Depending on how tight a beam you want, you might investigate higher power laser diodes. These are surprisingly similar to LED emitters.
Contrary to the idea you may have when you hear the word "laser", these laser diodes generally do not, by themselves, emit in a parallel culminated beam, but rather just have a narrow angle of light emission.
(And yes, they do make white laser diodes) Not sure how practical this would be for you, though. High power visible laser diodes are still fairly expensive (though the prices have gone down over the last few years).
You might have to wait a few more years on that.


----------



## more_vampires (Feb 28, 2015)

Anders Hoveland said:


> (And yes, they do make white laser diodes)

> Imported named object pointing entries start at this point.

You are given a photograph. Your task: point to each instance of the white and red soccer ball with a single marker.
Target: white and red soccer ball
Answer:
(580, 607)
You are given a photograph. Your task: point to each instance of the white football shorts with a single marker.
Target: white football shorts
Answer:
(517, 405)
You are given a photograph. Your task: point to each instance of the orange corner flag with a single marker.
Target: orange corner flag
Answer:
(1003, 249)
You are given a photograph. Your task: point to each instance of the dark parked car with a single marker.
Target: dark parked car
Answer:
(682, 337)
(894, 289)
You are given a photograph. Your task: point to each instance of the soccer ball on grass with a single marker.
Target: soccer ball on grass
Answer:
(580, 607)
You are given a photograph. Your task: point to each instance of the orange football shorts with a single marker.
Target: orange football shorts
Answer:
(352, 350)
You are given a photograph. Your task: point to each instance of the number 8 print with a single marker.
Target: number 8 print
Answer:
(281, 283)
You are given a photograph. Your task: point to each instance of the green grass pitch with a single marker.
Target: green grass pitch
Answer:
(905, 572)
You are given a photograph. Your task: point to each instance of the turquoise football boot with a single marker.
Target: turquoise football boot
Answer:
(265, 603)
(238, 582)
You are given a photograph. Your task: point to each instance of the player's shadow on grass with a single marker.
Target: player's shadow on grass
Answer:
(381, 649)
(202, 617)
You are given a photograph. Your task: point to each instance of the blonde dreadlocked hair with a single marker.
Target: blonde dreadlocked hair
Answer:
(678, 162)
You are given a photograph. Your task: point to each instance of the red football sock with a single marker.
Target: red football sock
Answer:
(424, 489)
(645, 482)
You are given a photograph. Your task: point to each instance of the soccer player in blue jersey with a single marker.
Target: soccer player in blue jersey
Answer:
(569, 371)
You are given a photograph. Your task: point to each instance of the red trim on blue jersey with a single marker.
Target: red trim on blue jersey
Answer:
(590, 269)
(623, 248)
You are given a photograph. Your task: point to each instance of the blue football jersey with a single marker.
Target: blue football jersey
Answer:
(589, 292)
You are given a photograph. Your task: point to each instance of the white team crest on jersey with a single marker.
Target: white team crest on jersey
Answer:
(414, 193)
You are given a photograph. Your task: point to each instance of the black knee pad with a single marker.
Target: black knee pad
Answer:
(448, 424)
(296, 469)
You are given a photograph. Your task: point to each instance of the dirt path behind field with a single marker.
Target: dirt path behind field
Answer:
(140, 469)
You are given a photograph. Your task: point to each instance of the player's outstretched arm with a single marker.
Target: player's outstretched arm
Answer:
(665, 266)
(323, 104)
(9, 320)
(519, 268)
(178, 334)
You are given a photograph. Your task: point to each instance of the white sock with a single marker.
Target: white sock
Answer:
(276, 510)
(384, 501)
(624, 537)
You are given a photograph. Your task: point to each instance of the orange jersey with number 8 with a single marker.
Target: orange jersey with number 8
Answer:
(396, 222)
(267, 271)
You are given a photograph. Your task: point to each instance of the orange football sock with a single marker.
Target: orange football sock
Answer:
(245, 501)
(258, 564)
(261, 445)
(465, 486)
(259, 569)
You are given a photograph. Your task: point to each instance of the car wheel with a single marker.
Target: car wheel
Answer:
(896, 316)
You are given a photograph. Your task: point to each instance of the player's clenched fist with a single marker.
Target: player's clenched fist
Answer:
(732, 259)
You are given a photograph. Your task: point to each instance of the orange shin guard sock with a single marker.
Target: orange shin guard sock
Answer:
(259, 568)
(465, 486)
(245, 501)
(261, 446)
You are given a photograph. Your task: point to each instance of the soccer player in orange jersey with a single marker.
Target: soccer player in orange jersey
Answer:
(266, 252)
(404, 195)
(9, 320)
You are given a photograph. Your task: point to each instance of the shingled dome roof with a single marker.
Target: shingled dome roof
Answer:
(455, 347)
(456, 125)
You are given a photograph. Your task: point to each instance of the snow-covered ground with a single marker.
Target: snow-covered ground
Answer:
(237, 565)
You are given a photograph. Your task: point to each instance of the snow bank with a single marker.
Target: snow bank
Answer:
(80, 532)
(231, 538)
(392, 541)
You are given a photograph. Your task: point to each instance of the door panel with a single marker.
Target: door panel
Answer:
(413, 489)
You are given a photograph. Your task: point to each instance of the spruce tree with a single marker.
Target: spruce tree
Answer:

Link? I thought it was multiemitter entangled to hack white. I'd really like to order a discrete white laser diode. What wattage?


----------



## Anders Hoveland (Feb 28, 2015)

Many LED spotlights use a clear plastic or acrylic collimator, something like this:
http://www.ledtuning.nl/en/shop/pro...es/led-lense-collimator-45-degrees-triple-way
http://www.sunshineopto.com/china-2...lens_for_3_1_watt_bridgelux_chip-1982174.html


Individual reflectors can also be used on high power LEDs
http://ru.aliexpress.com/item/5pcs-...L-XM-L-LED/1070520218.html?recommendVersion=1


----------



## SemiMan (Feb 28, 2015)

Big difference between a simple lens and something suitable for projection though.

Posted by really crappy Tapatalk app that is questionable wrt respect of personal data.


----------